I’m working with a self-hosted LiveKit Agents worker and I’m looking into the new adaptive interruption mode.
From the docs, I understand that adaptive interruption handling currently runs on LiveKit Cloud inference infrastructure, while the turn detector model itself is available as an open-weights model. I also understand that adaptive interruption handling is separate from the LLM and is used to distinguish real barge-ins from backchanneling.
Is there any roadmap to make the adaptive interruption/barge-in model available for self-hosted workers as well?
More specifically:
Will the adaptive interruption model ever be released as an open-weights model, similar to the turn detector?
Could it become available for custom/self-hosted deployments without deploying the agent to LiveKit Cloud?
Is there any planned way to use it with arbitrary STT/LLM/TTS pipelines, assuming VAD and aligned transcripts are available?
If not, is VAD-only interruption handling currently the recommended path for fully self-hosted workers?
This would be useful for deployments where the worker infrastructure is self-hosted but we still want the smoother interruption behavior shown in the adaptive interruption demos.

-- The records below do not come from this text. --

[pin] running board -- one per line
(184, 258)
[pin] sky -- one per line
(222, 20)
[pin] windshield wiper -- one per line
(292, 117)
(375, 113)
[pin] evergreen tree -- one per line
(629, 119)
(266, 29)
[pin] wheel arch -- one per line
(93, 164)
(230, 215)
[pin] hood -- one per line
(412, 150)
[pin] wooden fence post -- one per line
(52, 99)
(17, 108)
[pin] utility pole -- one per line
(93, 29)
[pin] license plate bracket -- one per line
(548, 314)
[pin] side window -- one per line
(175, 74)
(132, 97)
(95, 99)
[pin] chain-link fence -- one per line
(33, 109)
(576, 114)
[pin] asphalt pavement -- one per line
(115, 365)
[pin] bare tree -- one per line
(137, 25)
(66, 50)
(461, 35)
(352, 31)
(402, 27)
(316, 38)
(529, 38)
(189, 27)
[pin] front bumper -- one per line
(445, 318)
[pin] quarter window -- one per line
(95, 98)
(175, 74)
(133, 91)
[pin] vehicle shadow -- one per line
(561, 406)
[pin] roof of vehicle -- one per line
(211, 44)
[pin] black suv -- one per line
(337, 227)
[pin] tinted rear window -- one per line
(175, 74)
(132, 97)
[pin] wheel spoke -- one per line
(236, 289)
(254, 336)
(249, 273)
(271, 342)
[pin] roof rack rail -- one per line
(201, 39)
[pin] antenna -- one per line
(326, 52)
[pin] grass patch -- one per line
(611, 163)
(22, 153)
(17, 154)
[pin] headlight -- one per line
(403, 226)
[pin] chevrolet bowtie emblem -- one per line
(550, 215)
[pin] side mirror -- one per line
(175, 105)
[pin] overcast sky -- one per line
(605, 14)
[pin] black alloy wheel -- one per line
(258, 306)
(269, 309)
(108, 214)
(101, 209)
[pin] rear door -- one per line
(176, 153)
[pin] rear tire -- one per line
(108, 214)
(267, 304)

We do not currently have plans to release it for self hosted agents. You do get access to it for local development and testing while not running in LiveKit cloud but for production level usage we require the agent to be hosted by LiveKit cloud.

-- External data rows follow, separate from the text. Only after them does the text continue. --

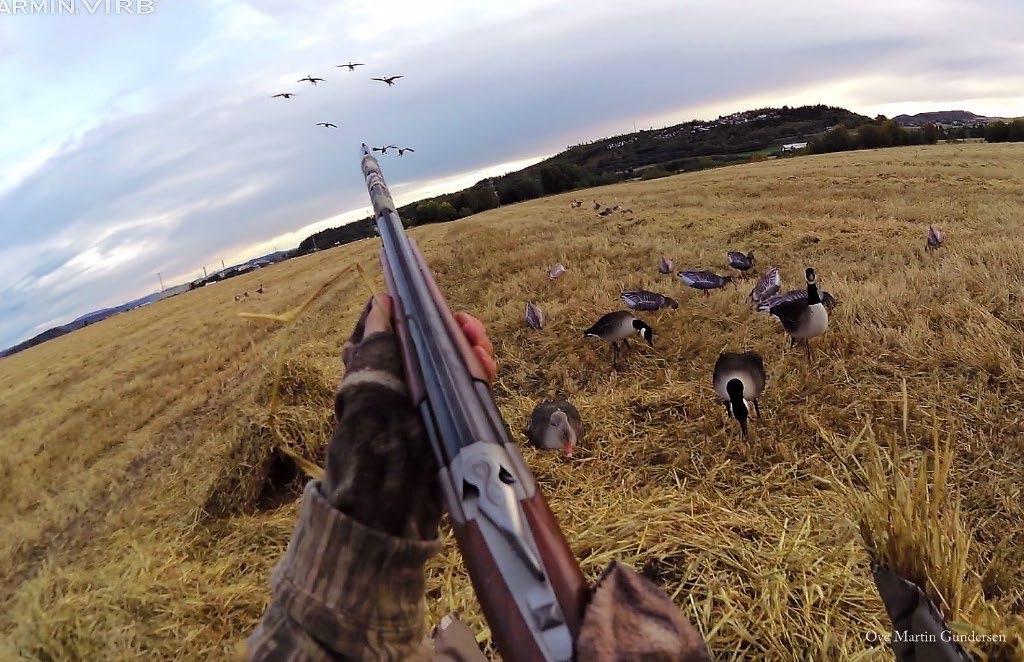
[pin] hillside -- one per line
(144, 502)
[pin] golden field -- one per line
(143, 504)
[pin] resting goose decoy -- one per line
(741, 262)
(705, 281)
(556, 271)
(617, 327)
(555, 424)
(535, 316)
(768, 285)
(739, 379)
(647, 300)
(803, 320)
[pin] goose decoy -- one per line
(934, 239)
(739, 379)
(535, 316)
(741, 262)
(705, 281)
(617, 327)
(647, 300)
(556, 271)
(555, 424)
(768, 285)
(806, 319)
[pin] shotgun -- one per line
(523, 572)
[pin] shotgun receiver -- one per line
(523, 572)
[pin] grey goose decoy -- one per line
(934, 239)
(767, 286)
(739, 379)
(555, 424)
(741, 262)
(647, 300)
(705, 281)
(535, 316)
(617, 327)
(805, 319)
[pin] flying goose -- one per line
(768, 285)
(705, 280)
(741, 262)
(646, 300)
(556, 271)
(535, 316)
(555, 424)
(803, 320)
(619, 326)
(739, 379)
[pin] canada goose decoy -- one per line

@Robbe, On a self-hosted worker, the closest pattern today is layering your own classifier on top of VAD-mode interruption.

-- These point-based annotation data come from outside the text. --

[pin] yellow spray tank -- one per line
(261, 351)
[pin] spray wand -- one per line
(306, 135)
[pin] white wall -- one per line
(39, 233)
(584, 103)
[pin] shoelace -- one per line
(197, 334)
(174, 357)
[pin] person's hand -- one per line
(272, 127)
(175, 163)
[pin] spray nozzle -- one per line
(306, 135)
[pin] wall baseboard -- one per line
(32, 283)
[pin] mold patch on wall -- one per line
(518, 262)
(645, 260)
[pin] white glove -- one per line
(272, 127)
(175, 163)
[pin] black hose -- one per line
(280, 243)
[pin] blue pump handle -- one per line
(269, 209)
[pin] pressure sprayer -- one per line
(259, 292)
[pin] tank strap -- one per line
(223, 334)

My recommendation is to keep interruption mode as VAD so you get baseline barge-in detection, then gate the actual interrupt through your own classifier. On each interim STT chunk, run a backchannel-vs-barge-in model against the partial transcript (small fine-tuned classifier, or a quick LLM prompt depending on latency budget). If it returns “real interruption”, trigger the session’s interrupt path manually; if “backchannel”, let the agent keep speaking.
You won’t match Cloud quality straight out of the box because they’ve presumably trained on a large internal dataset of voice agent calls, but it gives you the smoother behavior without the specific adaptive model.